Les défaillances de l’Etat sont plus ou moins « supplées » dans l’axe Casablanca-Rabat et quelques villes industrielles ou touristiques, par un secteur privé mal régulé et contrôlé. En effet, il n'est pas concerné par la carte sanitaire prévue par loi 34-09 et  les gardes de réanimation et de certaines spécialités chirurgicales ne sont ni réglementées ni assurées comme chez les pharmaciens. (les gardes  au mois d’août et durant les longs week-ends fériés sont désorganisées et les patients sont parfois déplacés, non sans risques, vers d’autres villes). 

Les organisations représentatives des cliniques et des médecins ont engagé, ces deux dernières années, un rapport de force inédit avec l’Etat (plusieurs grèves ou menaces de grèves), avec la CNOPS ou même certains médias. L’image du médecin et surtout de certaines cliniques  a subi les effets néfastes de ces comportements conflictuels et d’une communication utilisant des arguments ne touchant plus la cible.

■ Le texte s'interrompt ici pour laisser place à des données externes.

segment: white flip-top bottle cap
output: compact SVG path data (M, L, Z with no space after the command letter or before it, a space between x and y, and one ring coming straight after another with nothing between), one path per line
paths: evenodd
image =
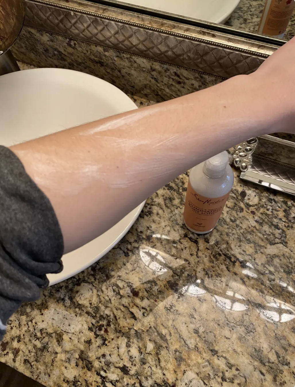
M204 172L209 177L217 178L224 173L228 162L228 155L225 151L208 159L204 164Z

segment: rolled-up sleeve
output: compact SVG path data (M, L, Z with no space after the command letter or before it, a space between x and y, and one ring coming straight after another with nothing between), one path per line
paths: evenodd
M0 146L0 341L11 315L59 273L63 241L50 202L19 159Z

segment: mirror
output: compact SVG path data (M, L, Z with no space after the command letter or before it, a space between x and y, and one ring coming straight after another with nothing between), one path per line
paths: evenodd
M281 44L295 35L294 0L94 1L261 41Z

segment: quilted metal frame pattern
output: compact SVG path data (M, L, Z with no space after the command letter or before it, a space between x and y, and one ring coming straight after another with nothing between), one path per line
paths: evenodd
M77 0L26 0L25 24L226 79L256 70L271 45Z

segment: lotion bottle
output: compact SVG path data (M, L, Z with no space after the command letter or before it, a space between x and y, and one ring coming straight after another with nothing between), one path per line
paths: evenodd
M212 231L228 198L234 182L234 173L226 151L192 168L183 214L188 228L196 234Z
M258 32L283 38L294 7L294 0L266 0Z

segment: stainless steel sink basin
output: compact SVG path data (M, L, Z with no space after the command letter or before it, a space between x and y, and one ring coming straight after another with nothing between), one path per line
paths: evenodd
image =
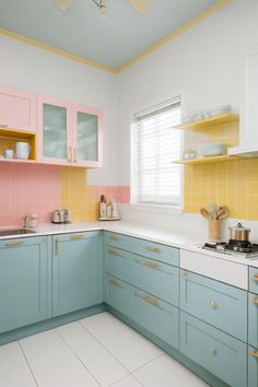
M31 228L0 228L0 236L10 236L10 235L25 235L25 234L35 234L36 232Z

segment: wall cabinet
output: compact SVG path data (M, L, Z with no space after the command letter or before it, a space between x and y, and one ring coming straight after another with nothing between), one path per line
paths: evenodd
M101 110L39 96L38 155L44 163L102 166Z
M36 94L0 86L0 128L36 132Z
M46 237L0 242L0 333L47 318Z
M101 304L102 233L52 238L52 316Z

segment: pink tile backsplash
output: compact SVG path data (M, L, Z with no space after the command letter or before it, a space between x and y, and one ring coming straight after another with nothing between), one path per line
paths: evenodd
M60 208L59 166L4 163L0 181L0 226L22 225L27 213L48 222L50 212Z

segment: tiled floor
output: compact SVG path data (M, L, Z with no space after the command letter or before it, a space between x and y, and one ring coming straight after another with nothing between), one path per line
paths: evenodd
M0 347L1 387L208 386L108 313Z

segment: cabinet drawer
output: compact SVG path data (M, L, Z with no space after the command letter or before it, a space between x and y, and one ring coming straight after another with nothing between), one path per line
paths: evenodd
M258 268L249 268L249 291L258 294Z
M179 312L164 301L133 289L132 318L155 336L178 349Z
M258 295L248 295L248 343L258 348Z
M247 345L184 312L180 350L230 386L247 385Z
M258 386L258 350L248 348L248 387Z
M179 266L179 250L154 242L132 238L131 251L168 265Z
M124 315L131 315L131 286L113 275L105 275L104 301Z
M247 292L181 270L180 307L185 312L247 341Z
M105 232L104 234L105 245L115 246L124 250L131 251L131 237L122 234Z
M133 255L133 284L178 306L178 268Z
M109 274L131 282L132 255L120 248L105 245L105 270Z

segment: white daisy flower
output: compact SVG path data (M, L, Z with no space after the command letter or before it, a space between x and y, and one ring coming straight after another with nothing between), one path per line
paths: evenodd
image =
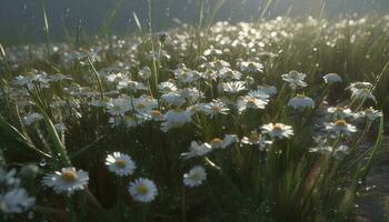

Le libéralisme sauvage en matière d’assurance maladie et de système de santé, dominés par de puissants lobbies, tel qu’il est pratiqué chez nous est une erreur stratégique. Dans tous les pays européens, l’offre de santé est essentiellement publique, l'hôpital y jouant un rôle central. Le secteur privé comme c’est le cas en France, agissant dans le cadre du Service Public de la Santé, est fortement encadré et régulé. Une carte sanitaire permet de mieux réguler son offre et de la répartir sur tout le territoire. La communication de ses représentants est plus scientifique que syndicaliste ou lobbyiste.